Thursday, June 13, 2013

Steampunk! An Anthology of Fantastically Rich and Strange Stories, edited by Kelly Link and Gavin J. Grant

This week I decided to review another anthology which contains several short stories and two short comics which all contain various steampunk elements, as you might have guessed from the title. To be entirely fair, a lot of these stories have much stronger steampunk elements than some of the other ones, but as the editors mention in the introduction to this volume, steampunk has evolved into a multifaceted genre united only by the presence of things such as airships and clockwork automatons and the absence of the internal combustion engine. Overall I don't regret reading this anthology, but I have some issues with the relative brevity of some of the stories, and one story kind of bothers me because of the presence of a Manic Pixie Dream Girl, but more on that later.

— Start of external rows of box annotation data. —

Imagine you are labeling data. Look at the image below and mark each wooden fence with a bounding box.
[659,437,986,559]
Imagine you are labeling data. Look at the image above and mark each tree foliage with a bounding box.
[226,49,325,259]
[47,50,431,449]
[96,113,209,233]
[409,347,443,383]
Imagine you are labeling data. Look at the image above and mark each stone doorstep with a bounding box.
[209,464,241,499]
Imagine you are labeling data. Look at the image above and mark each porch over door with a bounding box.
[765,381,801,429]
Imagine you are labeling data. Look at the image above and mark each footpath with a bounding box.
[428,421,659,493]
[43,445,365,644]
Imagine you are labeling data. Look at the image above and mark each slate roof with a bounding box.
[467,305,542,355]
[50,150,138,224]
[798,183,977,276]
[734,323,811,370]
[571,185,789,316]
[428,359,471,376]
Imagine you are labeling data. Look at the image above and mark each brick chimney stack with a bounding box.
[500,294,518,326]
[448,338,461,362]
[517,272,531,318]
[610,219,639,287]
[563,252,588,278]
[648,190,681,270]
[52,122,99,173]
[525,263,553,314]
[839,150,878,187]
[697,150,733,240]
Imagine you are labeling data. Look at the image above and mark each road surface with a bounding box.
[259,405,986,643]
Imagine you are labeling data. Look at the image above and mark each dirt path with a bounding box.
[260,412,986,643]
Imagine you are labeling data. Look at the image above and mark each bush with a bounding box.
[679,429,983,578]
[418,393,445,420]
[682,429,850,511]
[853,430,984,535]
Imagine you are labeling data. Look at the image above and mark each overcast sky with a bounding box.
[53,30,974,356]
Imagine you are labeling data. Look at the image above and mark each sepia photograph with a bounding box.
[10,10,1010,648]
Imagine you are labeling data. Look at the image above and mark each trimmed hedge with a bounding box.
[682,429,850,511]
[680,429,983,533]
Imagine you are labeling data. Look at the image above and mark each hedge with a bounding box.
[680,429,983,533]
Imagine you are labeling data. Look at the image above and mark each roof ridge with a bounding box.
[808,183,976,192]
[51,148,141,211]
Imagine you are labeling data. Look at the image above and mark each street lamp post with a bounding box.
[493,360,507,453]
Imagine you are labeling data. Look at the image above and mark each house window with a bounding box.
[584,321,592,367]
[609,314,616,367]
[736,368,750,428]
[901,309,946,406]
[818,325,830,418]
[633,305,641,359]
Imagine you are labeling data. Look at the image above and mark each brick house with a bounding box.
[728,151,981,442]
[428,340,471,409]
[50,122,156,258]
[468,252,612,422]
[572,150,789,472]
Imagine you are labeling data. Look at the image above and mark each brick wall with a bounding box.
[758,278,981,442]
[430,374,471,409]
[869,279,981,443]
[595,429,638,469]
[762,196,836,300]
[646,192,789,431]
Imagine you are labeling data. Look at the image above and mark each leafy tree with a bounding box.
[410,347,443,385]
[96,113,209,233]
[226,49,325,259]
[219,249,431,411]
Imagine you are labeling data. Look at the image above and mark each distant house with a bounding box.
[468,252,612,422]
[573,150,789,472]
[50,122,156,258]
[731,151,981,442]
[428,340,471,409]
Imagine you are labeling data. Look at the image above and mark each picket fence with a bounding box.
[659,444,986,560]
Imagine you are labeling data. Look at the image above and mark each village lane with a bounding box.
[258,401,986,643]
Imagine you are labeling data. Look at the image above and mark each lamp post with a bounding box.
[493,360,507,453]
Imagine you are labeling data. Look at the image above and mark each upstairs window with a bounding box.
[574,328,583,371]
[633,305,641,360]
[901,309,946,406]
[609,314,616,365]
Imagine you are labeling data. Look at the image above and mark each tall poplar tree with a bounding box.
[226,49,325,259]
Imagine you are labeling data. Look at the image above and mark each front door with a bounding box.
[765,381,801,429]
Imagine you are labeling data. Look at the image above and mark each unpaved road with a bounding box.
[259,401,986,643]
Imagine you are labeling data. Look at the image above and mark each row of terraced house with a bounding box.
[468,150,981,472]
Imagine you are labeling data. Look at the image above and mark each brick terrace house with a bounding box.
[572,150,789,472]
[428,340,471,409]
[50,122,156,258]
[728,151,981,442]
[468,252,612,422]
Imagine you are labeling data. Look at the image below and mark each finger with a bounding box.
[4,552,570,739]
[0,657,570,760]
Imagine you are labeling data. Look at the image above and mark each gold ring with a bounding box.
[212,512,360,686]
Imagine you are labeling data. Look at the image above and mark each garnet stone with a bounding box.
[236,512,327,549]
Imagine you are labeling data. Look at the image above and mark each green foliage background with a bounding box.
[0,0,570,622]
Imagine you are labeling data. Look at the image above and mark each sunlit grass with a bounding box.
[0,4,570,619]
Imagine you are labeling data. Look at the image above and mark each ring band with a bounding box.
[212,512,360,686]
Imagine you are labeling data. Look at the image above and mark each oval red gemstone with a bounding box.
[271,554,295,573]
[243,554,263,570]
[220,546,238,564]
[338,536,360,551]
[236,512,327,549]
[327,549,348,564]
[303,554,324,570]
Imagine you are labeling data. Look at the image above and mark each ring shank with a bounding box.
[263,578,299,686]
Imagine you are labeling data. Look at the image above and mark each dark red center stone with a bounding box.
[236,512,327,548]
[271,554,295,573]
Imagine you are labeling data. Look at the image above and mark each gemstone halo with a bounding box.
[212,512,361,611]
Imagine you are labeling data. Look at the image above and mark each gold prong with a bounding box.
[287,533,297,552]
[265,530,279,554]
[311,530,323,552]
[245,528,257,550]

As I mentioned, my biggest issue was the relative brevity of some stories and the fact that they set up a large world with interesting comics, but provide only the barest glimpse of these fantastic worlds. A really good example is the story Finishing School g(actually one of the two comics) which gives the origin story of Gwendoline Byrne, which was a really fun adventure and made me want to learn more about Gwen Byrne and her fantastic adventures in her flying machine because it sounds like a really cool story. The problem is that this story happens well after Gwen has become famous and an old schoolmate of hers is telling Gwen's origin story to us, the audience, assuming we know who Gwen Byrne is. While it's a really great origin story for what I think might be a really cool character, it's just an origin story and we don't get to see all the stuff that comes afterwards. Other stories like Some Fortunate Future Day and Nowhere Fast set up a much larger conflict and a very deep backstory to the world that, unfortunately, are much more interesting than the much smaller conflict contained within the story. It just leaves me wishing for more knowledge about the world and the larger conflicts.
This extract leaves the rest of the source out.